What can we do with all these highs and lows, all this longing and regret? We do not have to fight our emotional response to secular ‘product’ triggers because rather than succumbing to the addiction that ‘limbic capitalism’ hopes to ensnare us in, we can give thanks to God that he sees us deeply and empathises with our human experiences. We can also continue our plod towards a “middle condition” of contented gratitude.
As Christians living in what is being referred to as ‘late-stage capitalism’, music, experience and human connection have all become products; but our human limitations can remind us that we were designed to be dependent on God.
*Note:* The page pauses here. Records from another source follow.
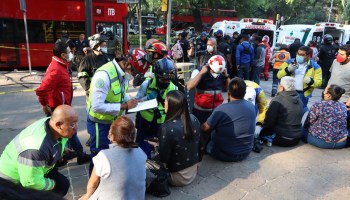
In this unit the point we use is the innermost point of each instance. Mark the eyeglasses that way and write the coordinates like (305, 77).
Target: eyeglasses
(301, 54)
(74, 125)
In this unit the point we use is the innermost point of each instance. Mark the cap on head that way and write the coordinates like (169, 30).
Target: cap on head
(219, 32)
(164, 68)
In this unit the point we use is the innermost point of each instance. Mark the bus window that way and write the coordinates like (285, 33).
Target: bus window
(114, 34)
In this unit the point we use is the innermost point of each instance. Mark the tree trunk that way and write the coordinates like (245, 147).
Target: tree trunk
(197, 19)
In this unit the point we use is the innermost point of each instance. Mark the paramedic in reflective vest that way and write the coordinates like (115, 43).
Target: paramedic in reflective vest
(107, 101)
(306, 72)
(209, 82)
(278, 58)
(149, 121)
(29, 159)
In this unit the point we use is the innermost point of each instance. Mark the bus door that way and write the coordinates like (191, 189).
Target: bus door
(8, 50)
(113, 33)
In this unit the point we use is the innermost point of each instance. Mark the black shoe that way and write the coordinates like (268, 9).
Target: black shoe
(61, 163)
(84, 158)
(88, 143)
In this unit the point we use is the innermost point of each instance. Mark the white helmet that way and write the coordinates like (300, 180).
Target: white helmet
(217, 63)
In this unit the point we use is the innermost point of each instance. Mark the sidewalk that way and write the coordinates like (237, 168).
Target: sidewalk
(302, 172)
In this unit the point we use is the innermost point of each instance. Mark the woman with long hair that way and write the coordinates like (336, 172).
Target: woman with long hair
(179, 140)
(326, 124)
(119, 172)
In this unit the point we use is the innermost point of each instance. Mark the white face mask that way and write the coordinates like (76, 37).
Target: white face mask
(128, 76)
(70, 57)
(210, 48)
(215, 75)
(104, 49)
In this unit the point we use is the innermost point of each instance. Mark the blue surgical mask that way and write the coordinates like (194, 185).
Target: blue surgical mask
(300, 59)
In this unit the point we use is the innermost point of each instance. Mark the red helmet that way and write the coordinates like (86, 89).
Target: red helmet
(158, 47)
(149, 42)
(217, 64)
(139, 60)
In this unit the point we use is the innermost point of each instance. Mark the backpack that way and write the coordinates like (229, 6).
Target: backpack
(246, 50)
(176, 51)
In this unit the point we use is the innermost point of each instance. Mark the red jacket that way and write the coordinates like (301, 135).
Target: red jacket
(56, 87)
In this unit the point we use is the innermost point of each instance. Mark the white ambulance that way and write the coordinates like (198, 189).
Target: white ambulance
(227, 27)
(288, 33)
(339, 32)
(260, 26)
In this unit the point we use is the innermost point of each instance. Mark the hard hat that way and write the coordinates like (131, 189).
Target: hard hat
(217, 63)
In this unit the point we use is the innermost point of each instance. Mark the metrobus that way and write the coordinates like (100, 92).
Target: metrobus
(47, 19)
(288, 33)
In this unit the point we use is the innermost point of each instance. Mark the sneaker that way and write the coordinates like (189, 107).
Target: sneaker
(84, 158)
(88, 143)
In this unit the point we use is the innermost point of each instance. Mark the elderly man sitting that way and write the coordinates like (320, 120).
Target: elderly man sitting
(284, 115)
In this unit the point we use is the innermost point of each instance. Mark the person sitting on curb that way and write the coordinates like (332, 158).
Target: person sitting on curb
(326, 124)
(232, 125)
(284, 115)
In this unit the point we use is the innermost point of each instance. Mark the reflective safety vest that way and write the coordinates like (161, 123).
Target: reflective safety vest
(30, 172)
(209, 93)
(148, 115)
(281, 57)
(115, 94)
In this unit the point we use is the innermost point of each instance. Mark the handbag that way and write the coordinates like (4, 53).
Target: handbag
(159, 185)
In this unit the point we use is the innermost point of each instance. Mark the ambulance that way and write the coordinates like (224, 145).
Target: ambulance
(262, 27)
(227, 27)
(248, 26)
(339, 32)
(288, 33)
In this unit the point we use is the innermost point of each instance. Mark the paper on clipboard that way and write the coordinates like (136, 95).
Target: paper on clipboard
(145, 105)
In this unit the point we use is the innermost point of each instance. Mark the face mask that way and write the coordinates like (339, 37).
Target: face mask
(299, 59)
(163, 85)
(128, 76)
(215, 75)
(210, 48)
(340, 58)
(104, 49)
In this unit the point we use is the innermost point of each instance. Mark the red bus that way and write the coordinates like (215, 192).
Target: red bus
(47, 19)
(185, 15)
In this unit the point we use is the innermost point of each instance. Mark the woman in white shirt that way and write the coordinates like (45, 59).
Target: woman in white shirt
(119, 172)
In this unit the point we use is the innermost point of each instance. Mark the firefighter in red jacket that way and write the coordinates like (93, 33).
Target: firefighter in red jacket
(56, 89)
(209, 82)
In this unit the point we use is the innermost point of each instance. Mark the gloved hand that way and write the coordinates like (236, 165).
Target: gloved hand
(149, 75)
(308, 80)
(152, 95)
(257, 131)
(292, 67)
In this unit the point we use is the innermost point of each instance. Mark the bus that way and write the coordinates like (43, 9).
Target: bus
(208, 16)
(288, 33)
(47, 20)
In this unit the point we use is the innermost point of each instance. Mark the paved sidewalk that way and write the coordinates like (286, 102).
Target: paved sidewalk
(302, 172)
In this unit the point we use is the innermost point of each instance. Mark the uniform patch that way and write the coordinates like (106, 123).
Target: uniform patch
(99, 83)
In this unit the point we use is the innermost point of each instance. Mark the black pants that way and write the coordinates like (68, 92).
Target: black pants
(62, 182)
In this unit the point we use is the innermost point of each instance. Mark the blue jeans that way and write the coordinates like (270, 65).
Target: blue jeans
(244, 71)
(75, 144)
(145, 130)
(323, 144)
(275, 82)
(255, 74)
(305, 100)
(219, 155)
(99, 138)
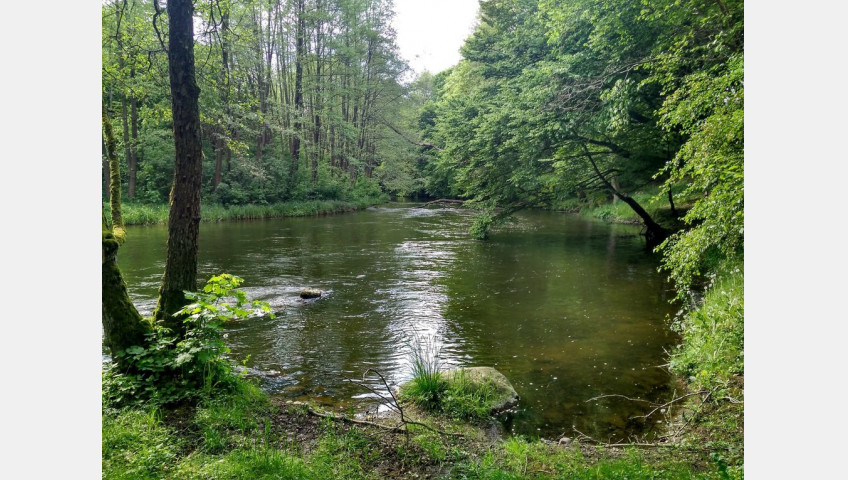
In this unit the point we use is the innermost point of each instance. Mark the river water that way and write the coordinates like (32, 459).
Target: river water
(566, 307)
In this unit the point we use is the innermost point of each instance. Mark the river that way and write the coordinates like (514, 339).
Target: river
(567, 308)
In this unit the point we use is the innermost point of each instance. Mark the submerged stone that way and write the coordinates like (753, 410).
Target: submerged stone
(505, 396)
(310, 293)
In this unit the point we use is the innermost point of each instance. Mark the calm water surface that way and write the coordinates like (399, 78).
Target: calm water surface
(567, 308)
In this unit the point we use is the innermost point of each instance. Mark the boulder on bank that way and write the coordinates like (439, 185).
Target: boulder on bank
(307, 293)
(505, 396)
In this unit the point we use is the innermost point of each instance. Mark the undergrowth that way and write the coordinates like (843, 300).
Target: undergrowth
(151, 214)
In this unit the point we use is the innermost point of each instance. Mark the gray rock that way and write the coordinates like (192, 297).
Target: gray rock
(505, 396)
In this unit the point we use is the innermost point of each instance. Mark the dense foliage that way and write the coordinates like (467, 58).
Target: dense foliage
(596, 99)
(171, 369)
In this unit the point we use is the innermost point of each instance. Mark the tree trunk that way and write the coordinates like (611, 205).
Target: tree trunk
(298, 85)
(123, 326)
(184, 220)
(132, 164)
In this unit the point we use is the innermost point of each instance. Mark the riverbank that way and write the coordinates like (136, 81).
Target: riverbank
(145, 214)
(249, 436)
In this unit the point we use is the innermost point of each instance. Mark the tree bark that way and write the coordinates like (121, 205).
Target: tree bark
(184, 220)
(298, 85)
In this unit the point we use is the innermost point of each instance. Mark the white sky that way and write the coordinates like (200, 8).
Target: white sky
(430, 32)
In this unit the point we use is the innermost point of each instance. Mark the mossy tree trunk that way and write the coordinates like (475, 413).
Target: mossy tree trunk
(184, 221)
(654, 232)
(123, 326)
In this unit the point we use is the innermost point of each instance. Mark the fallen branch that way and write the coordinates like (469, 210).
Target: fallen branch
(342, 418)
(441, 200)
(394, 404)
(583, 436)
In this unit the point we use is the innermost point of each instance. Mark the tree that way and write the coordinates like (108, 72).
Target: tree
(184, 220)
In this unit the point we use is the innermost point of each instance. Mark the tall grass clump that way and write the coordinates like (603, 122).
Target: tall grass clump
(427, 385)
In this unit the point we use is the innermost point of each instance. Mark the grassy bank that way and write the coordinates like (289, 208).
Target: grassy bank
(143, 214)
(649, 198)
(246, 436)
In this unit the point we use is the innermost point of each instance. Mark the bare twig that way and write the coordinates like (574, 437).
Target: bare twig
(669, 403)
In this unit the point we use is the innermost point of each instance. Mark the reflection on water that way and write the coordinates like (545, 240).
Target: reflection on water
(567, 308)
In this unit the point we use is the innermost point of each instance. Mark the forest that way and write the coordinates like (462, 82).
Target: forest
(621, 111)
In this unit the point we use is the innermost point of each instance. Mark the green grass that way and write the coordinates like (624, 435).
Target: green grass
(427, 386)
(712, 351)
(142, 214)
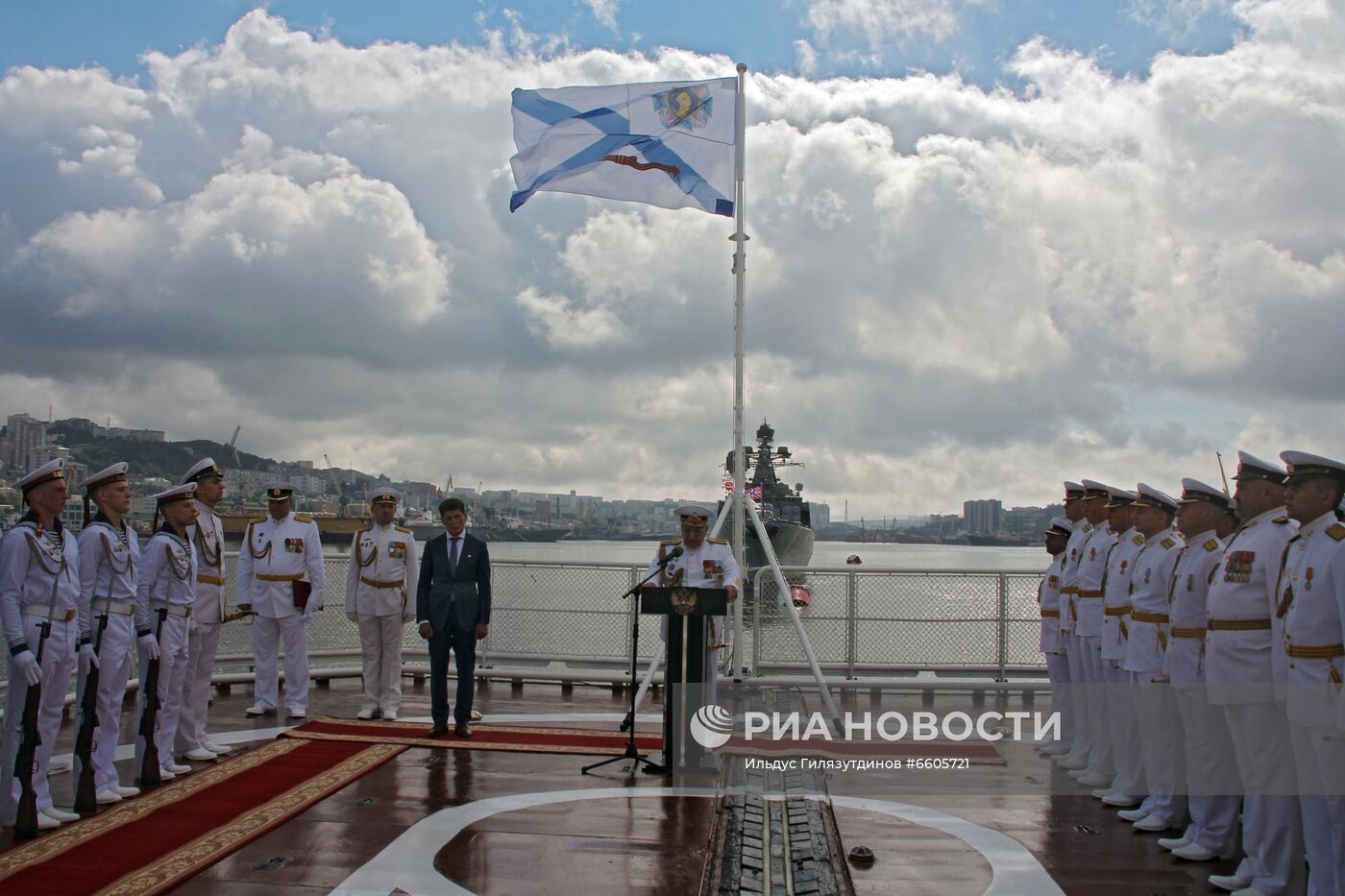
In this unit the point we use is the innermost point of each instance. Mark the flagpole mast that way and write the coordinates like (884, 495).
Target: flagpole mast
(740, 240)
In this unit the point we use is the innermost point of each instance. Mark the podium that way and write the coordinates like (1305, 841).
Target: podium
(688, 611)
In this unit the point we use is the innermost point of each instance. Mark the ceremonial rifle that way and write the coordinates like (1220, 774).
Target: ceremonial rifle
(26, 761)
(86, 794)
(150, 761)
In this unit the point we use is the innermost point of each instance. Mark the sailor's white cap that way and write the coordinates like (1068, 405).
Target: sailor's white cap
(1194, 490)
(279, 489)
(1149, 496)
(1093, 489)
(1253, 467)
(1120, 498)
(177, 493)
(1060, 526)
(105, 476)
(1305, 466)
(204, 469)
(695, 513)
(43, 473)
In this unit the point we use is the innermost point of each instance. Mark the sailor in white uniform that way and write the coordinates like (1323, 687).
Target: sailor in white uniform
(1075, 712)
(1088, 599)
(1160, 729)
(208, 540)
(110, 560)
(380, 568)
(1212, 784)
(1311, 591)
(1127, 787)
(39, 588)
(705, 563)
(1048, 601)
(1244, 658)
(280, 577)
(165, 599)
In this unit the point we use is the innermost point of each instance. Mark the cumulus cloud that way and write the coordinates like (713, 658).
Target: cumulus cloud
(952, 291)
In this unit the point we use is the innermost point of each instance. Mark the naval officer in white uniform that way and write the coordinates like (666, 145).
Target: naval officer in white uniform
(705, 563)
(39, 584)
(280, 577)
(380, 567)
(110, 560)
(1311, 591)
(165, 596)
(208, 540)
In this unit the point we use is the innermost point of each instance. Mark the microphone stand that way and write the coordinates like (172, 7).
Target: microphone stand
(631, 752)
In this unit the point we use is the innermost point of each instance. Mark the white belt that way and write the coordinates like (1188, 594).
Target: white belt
(46, 611)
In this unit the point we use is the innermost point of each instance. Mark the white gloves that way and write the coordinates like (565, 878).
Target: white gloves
(29, 666)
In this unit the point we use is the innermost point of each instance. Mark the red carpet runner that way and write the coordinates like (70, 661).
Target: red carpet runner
(152, 842)
(511, 738)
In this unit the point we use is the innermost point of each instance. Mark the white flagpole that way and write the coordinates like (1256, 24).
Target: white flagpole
(740, 272)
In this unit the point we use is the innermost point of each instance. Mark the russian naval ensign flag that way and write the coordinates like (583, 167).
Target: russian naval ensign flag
(668, 144)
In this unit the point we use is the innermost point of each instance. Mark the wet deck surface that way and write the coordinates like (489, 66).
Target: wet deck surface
(624, 845)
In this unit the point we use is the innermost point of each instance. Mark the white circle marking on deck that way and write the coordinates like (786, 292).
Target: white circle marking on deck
(407, 862)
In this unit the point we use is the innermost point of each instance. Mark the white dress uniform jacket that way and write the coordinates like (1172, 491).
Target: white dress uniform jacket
(31, 563)
(1149, 617)
(1244, 651)
(110, 560)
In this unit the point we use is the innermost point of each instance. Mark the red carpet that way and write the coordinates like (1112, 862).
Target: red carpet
(484, 736)
(977, 752)
(152, 842)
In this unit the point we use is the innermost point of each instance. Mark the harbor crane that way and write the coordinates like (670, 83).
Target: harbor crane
(340, 490)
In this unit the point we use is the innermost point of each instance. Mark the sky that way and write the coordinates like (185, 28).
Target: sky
(992, 245)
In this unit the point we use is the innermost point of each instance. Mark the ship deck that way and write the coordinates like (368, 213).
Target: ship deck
(619, 833)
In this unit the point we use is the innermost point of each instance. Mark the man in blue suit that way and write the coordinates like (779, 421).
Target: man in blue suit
(453, 611)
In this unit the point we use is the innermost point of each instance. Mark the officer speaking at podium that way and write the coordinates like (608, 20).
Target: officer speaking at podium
(703, 563)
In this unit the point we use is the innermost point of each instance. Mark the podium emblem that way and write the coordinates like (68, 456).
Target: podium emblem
(683, 600)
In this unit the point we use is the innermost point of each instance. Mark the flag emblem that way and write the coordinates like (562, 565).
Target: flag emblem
(686, 107)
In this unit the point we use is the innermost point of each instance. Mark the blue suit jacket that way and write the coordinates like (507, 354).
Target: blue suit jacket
(466, 593)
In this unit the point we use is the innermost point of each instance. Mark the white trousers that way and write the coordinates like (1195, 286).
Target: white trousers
(172, 666)
(1058, 670)
(58, 662)
(204, 642)
(380, 644)
(1320, 755)
(113, 671)
(1273, 824)
(1212, 782)
(268, 634)
(1123, 729)
(1161, 745)
(1099, 734)
(1082, 744)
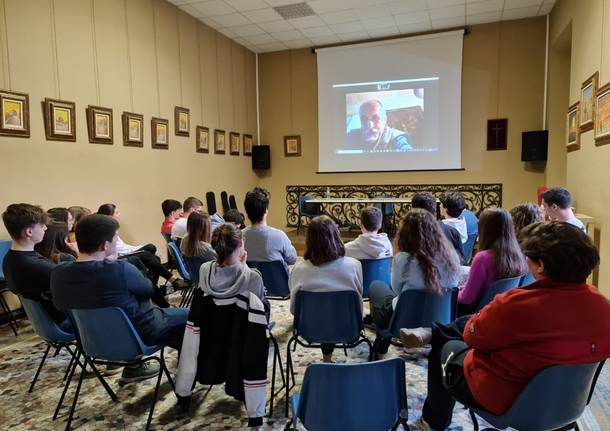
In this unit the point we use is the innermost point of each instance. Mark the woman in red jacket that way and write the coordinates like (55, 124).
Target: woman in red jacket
(558, 319)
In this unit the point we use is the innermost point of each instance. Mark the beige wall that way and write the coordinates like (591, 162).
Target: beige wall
(587, 168)
(503, 76)
(142, 56)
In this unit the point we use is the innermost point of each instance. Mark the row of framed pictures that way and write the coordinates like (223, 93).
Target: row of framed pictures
(591, 112)
(60, 119)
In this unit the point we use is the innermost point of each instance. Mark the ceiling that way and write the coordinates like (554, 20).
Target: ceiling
(256, 25)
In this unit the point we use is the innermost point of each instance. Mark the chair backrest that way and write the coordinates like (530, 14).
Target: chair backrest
(210, 200)
(193, 263)
(275, 277)
(224, 200)
(499, 286)
(328, 317)
(43, 324)
(419, 308)
(337, 397)
(107, 334)
(375, 269)
(5, 246)
(553, 398)
(179, 259)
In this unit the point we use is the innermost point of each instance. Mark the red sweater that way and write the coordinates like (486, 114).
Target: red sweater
(530, 328)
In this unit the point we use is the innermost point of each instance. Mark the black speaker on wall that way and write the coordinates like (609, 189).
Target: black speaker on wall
(535, 146)
(261, 157)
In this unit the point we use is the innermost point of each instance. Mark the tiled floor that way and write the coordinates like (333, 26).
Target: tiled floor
(20, 356)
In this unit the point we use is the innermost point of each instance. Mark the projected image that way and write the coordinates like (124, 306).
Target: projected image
(384, 121)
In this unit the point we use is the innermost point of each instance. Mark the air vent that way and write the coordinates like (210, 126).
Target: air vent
(296, 10)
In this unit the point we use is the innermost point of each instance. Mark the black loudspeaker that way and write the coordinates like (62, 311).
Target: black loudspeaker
(261, 157)
(535, 146)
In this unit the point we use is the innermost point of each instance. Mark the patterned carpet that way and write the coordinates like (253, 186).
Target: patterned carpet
(19, 357)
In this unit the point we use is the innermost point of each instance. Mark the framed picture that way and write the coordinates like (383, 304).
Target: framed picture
(15, 112)
(99, 125)
(572, 132)
(59, 120)
(587, 103)
(159, 133)
(247, 142)
(234, 143)
(292, 146)
(182, 118)
(203, 139)
(219, 141)
(133, 129)
(602, 115)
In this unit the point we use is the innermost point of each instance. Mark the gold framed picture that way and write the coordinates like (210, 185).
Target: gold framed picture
(588, 91)
(133, 129)
(234, 143)
(14, 114)
(159, 133)
(247, 142)
(203, 139)
(219, 141)
(602, 115)
(99, 125)
(59, 120)
(292, 146)
(182, 118)
(572, 130)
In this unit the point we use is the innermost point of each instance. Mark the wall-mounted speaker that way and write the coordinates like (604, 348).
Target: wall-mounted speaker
(261, 157)
(535, 146)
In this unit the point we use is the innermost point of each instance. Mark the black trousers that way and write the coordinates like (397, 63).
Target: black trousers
(446, 380)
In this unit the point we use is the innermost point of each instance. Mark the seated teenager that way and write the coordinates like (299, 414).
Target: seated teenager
(27, 272)
(172, 210)
(452, 205)
(370, 244)
(557, 206)
(146, 254)
(427, 201)
(425, 261)
(499, 256)
(191, 205)
(97, 281)
(54, 245)
(264, 243)
(325, 268)
(197, 240)
(559, 319)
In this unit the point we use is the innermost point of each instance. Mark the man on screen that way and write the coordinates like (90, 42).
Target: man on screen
(374, 134)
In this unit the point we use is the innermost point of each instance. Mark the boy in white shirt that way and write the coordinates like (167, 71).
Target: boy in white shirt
(370, 244)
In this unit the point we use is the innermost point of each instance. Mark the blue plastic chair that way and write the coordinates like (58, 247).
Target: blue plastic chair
(497, 287)
(275, 278)
(369, 396)
(325, 318)
(554, 399)
(375, 269)
(123, 347)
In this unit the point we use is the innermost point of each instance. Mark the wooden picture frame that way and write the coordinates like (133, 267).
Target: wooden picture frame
(14, 114)
(234, 143)
(133, 129)
(588, 91)
(99, 125)
(572, 128)
(182, 121)
(159, 133)
(292, 146)
(203, 139)
(602, 115)
(219, 141)
(59, 120)
(247, 143)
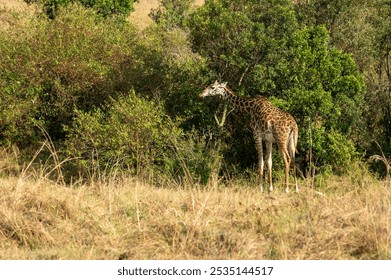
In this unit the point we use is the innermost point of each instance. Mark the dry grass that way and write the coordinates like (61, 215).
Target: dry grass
(123, 218)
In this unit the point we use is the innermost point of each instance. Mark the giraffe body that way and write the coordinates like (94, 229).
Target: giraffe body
(269, 124)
Our sense of longing and loss reminds us that we are sojourners, waiting for the better world we have been promised.
After my surrender to tears on my commute back from school drop-off, I wipe the salt spray off my glasses, open the door and sit at my desk. Every day I commit to embracing the “middle-condition” of an email inbox, a day of Zoom meetings, followed by Mount Washmore, making dinner and the emotional labour of caring for my family. I find comfort in the knowledge that I was created for all these tasks, great or small. I can also recognise the value of my limited, human dependency on God, who is with me in the highs, lows and the mundane middle of this life.
[1] Taylor, Charles. A Secular Age, 2007, 5–6.